Hapless Halliburton?

If there's an overcharge, like we think there is," said George W. Bush, "we expect that money to be repaid." And so the President added his voice last week to a growing chorus taking aim at Halliburton, the energy-and-construction conglomerate once headed by Vice President Dick Cheney, which has been accused by Pentagon auditors of overcharging taxpayers as much as $61 million for oil it delivered in Iraq.

But how culpable is the company? The Defense Department doesn't claim that Halliburton pocketed the money itself. Instead, auditors say Halliburton overpaid a Kuwaiti subcontractor for the oil. Auditors noted that oil shipped from Turkey cost about $1.18 per gallon, whereas Halliburton's Kuwaiti oil ran $2.27 per gallon. Halliburton, which received $5 billion in federal contracts in Iraq, has launched a vigorous defense. It contends the subcontractor was paid appropriately and claims that the $61 million can be explained by the military's many restrictions—for instance, requiring that the oil be bought only on expensive short-term contracts—and by the hazardous conditions. Halliburton says 20 fuel trucks have been stolen or damaged and one of its drivers has been killed. The Army Corps of Engineers, which hired Halliburton, says it has been happy with the company's work so far. Indeed, Halliburton may have been more hapless than wily. A senior Pentagon official called the overcharge "pretty stupid" and blamed it on miscommunication between Halliburton employees in Iraq and those at the company's Houston headquarters.

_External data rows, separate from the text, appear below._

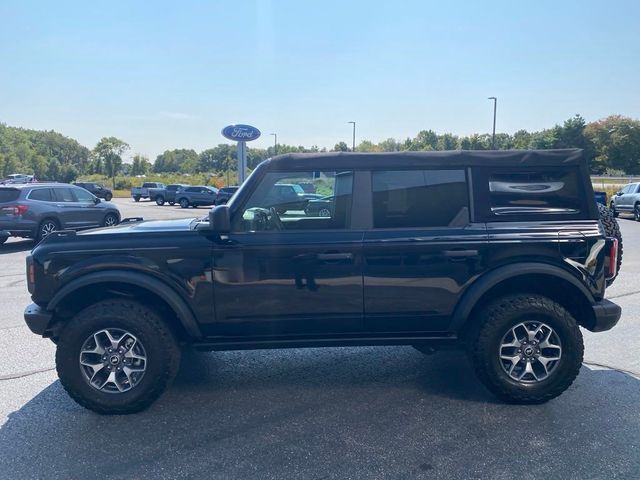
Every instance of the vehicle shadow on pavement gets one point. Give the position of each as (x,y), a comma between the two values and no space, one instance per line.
(20,246)
(386,412)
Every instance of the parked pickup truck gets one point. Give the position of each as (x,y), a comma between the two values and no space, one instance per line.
(143,192)
(165,194)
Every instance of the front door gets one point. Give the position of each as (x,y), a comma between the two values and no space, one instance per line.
(422,250)
(281,272)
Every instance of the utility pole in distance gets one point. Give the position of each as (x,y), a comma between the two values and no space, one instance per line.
(353,143)
(493,136)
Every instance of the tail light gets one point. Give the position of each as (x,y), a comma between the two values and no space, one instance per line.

Meanwhile, the company's problems aren't limited to the contract brouhaha. Last week plaintiffs who claim they were injured by asbestos while working for a company later acquired by Halliburton approved a $2.7 billion settlement. To help pay for the deal, several subsidiaries of Kellogg, Brown & Root, the Halliburton company that made the Iraqi oil contract, will declare bankruptcy.